By Marc Jones
LONDON (Reuters) -The European Union’s lending arm, the European Investment Bank, is to temporarily override its near 4-year long ban on financing in Turkey to provide 500 million euros ($540 million) for the country’s post-earthquake rebuilding efforts.
The EIB stopped virtually all lending in Turkey after a row over oil and gas drilling off Cyprus in 2019, but the severity of last month’s earthquake, which killed nearly 56,000 people in Turkey and neighbouring Syria, has prompted it to make an exception.
“We are working together with the European Commission on a joint comprehensive package, of which up to 500 million euros is to be delivered by the EIB,” the bank’s vice president, Lilyana Pavlova, said in a statement.
“We will shortly present it to our board of directors for approval.”
Speaking at an international donor conference, Commission President Ursula von der Leyen, said the overall package by the Commision and EIB would add up to 1 billion euros ($1.1 billion).
While it is understood that all EU countries, including Cyprus, will give the green light for the EIB funding, formal approval might not come until June as the plans still need to be fleshed out and the timing is sensitive.
“It goes without saying that it is our absolute priority to make sure the financing goes to those who need it most in the context of the reconstruction efforts,” the EIB’s Pavlova said.
“It does not include budget support for the national government to support investments outside the scope of the recovery.”
Turkey is set to hold pivotal presidential and parliamentary elections on May 14 and EU members are wary of the 500 million euros, while not a long-term resumption of EIB lending, being seen as some kind of indirect backing of incumbent president Tayyip Erdogan’s re-election campaign.

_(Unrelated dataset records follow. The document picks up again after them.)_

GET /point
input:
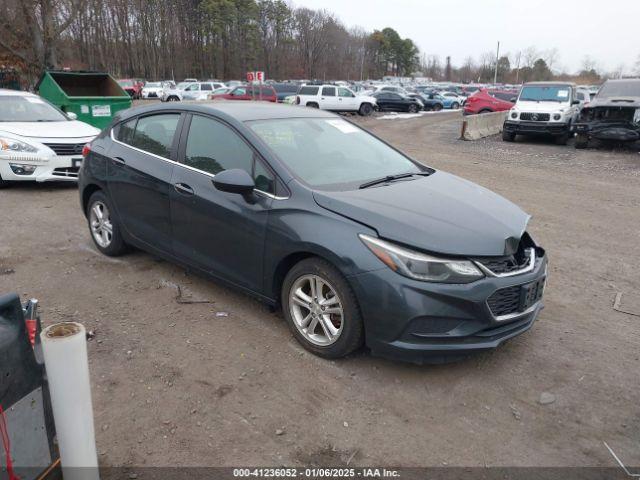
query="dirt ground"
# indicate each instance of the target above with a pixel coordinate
(211, 384)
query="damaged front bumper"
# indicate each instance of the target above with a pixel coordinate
(620, 132)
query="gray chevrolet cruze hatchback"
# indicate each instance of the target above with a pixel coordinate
(357, 243)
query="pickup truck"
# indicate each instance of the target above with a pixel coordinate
(335, 98)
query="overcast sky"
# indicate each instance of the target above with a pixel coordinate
(606, 30)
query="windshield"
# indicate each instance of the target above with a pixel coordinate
(14, 108)
(330, 153)
(545, 93)
(623, 88)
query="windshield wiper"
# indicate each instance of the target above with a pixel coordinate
(391, 178)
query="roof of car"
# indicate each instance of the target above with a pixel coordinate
(8, 92)
(239, 110)
(569, 84)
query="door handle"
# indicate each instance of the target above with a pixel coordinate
(183, 189)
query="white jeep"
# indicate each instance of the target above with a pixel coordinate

The EU has long accused Erdogan of human rights violations and the bloc’s ties with Turkey are tense over Ankara’s crackdown on dissent following a 2016 coup attempt as well as the oil and gas row in the Eastern Mediterranean.
More recently, Turkey has blocked a bid by Sweden – an EU member – to join NATO in the wake of Russia’s war against Ukraine although it has just given Finland’s membership its blessing.
The EIB lent around 2 billion euros a year in Turkey between 2009 and 2016 before the concerns about Ankara’s domestic crackdown first saw the bank scale back its lending in the country.